For example, the user has spoken the control voice "I want to listen to the song of XX", other users may say "listen to what", "eat", "go shopping", "turn on the light", etc. Therefore, if the control voice and the interference sound are not distinguished, the text information carried by the audio data collected by the intelligent terminal becomes "what i want to listen to the XX song", "i want to listen to the XX song for eating", "i want to listen to the XX song for shopping", and the like. The intelligent terminal is difficult to determine the real intention of the user according to the audio data, and then the intelligent terminal is difficult to control correctly.

Research shows that the interference sounds such as 'what is heard', 'dining', 'shopping', and 'lighting', are not a complete control voice, and the number of corresponding characters is less than that of a complete control voice. Correspondingly, the corresponding time duration is also less than the time duration required by a complete control speech.

Therefore, the intelligent terminal distinguishes the control voice and the interference sound based on the time length relation of the control voice and the interference sound.

According to the audio processing method provided by the embodiment of the application, the obtained audio segments are analyzed by controlling the difference between the voice and the interference sound in the duration, and the effective audio segments are determined. Because the interference sound and the control voice in the audio data can be distinguished, the accuracy in the voice interaction process with the equipment can be improved.

When the effective audio clip is determined, the intelligent terminal collects audio data in real time in an application scene. In the process of acquiring the line audio data, each intelligent terminal acquires an audio segment to be identified, whether the audio segment to be identified is an effective audio segment is judged, and audio acquisition is stopped until the effective audio segment is determined.

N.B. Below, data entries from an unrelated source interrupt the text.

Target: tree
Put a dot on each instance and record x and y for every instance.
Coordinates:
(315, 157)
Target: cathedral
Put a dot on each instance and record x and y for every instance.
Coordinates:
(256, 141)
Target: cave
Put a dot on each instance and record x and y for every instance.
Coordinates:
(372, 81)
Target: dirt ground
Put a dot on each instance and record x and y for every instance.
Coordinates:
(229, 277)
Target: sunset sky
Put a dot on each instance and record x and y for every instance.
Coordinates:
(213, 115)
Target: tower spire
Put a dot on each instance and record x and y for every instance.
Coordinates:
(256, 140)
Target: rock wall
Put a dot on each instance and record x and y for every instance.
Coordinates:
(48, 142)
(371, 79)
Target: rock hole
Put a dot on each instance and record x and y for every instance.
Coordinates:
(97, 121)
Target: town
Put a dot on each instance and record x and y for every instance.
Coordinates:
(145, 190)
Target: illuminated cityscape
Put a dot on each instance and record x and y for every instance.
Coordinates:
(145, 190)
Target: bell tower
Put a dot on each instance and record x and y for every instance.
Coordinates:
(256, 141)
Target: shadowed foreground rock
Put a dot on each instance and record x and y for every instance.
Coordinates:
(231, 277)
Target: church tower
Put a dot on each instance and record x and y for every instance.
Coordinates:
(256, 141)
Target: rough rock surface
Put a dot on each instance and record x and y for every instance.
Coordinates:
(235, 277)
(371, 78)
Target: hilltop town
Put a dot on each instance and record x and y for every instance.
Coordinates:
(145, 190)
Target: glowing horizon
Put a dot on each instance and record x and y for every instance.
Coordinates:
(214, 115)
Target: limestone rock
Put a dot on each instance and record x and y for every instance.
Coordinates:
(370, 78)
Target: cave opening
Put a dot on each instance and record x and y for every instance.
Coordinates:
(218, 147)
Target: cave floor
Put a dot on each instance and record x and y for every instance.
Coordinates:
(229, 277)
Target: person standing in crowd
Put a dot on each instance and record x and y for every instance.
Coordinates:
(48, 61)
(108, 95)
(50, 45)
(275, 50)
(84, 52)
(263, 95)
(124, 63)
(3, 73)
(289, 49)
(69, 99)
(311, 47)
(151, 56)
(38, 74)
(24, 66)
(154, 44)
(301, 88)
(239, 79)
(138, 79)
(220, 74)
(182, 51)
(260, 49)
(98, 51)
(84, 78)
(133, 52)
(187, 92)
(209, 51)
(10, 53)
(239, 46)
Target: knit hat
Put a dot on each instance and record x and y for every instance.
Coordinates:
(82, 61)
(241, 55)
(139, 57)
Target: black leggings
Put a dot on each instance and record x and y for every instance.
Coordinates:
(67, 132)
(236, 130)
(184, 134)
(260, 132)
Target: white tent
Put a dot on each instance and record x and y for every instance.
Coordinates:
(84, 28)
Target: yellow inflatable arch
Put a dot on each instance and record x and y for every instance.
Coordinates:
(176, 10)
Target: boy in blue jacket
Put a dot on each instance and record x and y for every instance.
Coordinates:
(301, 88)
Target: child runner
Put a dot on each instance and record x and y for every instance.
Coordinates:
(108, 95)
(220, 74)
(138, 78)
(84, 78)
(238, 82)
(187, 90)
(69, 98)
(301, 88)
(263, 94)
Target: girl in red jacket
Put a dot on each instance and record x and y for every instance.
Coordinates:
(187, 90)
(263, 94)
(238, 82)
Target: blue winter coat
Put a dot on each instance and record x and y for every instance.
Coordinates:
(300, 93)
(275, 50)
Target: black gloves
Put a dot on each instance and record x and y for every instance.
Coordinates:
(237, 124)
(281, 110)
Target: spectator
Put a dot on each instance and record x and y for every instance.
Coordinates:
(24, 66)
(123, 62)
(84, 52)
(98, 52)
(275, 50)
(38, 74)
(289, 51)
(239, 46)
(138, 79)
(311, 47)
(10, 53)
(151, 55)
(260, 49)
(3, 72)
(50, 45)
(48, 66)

Specifically, after the intelligent terminal is awakened through a specific control instruction, the intelligent terminal starts to acquire audio data in real time. And aiming at the collected audio clip to be identified, the intelligent terminal compares the recording time length of the audio clip to be identified with a second time length threshold value, and judges whether the audio clip to be identified is an effective audio clip.

And if the recording time length of the audio clip to be identified exceeds the second time length threshold value, the intelligent terminal determines the audio clip to be identified as an effective audio clip and stops recording. That is, the duration of the audio segment to be recognized is long enough to satisfy the duration required by a complete control speech.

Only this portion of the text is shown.